Spot gold and silver prices slid on Monday as rising Treasury yields and oil costs forced investors to prioritize Federal Reserve tightening risks over geopolitical instability. While Middle East tensions initially sparked haven demand, the market quickly pivoted to interest rate sensitivity, leaving precious metals under pressure despite ongoing transit concerns.

The shift in sentiment followed a recovery in U.S. equities, with the Dow Jones Industrial Average closing above 52,000. Investors grew optimistic that U.S.-Iran negotiations would resume, mitigating fears of a total closure of the Strait of Hormuz. Although traffic through the waterway remains restricted—dropping to 22 crossings on Sunday—the market treated the situation as an impairment rather than a blockade. This allowed risk appetite to return, pushing the Nasdaq Composite up 2.1%.
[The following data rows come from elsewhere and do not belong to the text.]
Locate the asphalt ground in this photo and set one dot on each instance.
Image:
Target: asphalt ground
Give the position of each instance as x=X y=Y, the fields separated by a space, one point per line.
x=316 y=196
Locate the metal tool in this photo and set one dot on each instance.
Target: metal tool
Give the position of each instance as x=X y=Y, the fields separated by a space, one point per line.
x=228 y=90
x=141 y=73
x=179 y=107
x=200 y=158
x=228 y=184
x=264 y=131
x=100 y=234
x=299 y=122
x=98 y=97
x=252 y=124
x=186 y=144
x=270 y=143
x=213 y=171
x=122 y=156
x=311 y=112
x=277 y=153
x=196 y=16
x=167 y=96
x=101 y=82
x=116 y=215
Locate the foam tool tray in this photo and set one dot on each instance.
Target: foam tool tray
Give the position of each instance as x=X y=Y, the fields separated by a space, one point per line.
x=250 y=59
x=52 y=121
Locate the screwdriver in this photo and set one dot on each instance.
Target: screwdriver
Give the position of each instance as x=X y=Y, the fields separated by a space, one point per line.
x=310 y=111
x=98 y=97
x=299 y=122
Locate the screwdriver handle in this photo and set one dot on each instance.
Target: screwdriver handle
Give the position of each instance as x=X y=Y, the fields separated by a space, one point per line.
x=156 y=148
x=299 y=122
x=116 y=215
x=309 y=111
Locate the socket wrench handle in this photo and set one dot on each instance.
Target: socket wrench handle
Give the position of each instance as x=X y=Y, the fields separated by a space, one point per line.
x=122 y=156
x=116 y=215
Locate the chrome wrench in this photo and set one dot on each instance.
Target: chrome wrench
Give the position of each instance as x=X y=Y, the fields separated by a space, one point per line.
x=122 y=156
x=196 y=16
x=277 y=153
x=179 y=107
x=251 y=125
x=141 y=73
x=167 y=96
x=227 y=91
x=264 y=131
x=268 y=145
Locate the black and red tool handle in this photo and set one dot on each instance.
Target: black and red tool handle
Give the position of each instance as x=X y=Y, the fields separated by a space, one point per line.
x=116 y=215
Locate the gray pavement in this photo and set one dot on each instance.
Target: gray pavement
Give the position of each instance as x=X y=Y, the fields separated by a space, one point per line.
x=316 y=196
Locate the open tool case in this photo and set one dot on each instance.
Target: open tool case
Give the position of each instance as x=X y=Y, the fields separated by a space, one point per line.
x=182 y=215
Precious metals struggled to capitalize on the regional volatility because traders remained tethered to the latest FOMC projections. Following the June 17 decision to hold rates between 3.50% and 3.75%, the Fed raised its 2026 funds-rate outlook to 3.8% and PCE inflation projections to 3.6%. The 10-year Treasury yield surged to 4.377%, while WTI crude settled at $70.75 a barrel. For gold, this combination of higher yields and inflation-sensitive oil prices acted as a stronger anchor than the fading haven bid. Spot gold recently traded near $4,015.60 an ounce, while silver hovered at $58.180, highlighting a market driven by rate-path repricing rather than defensive hedging.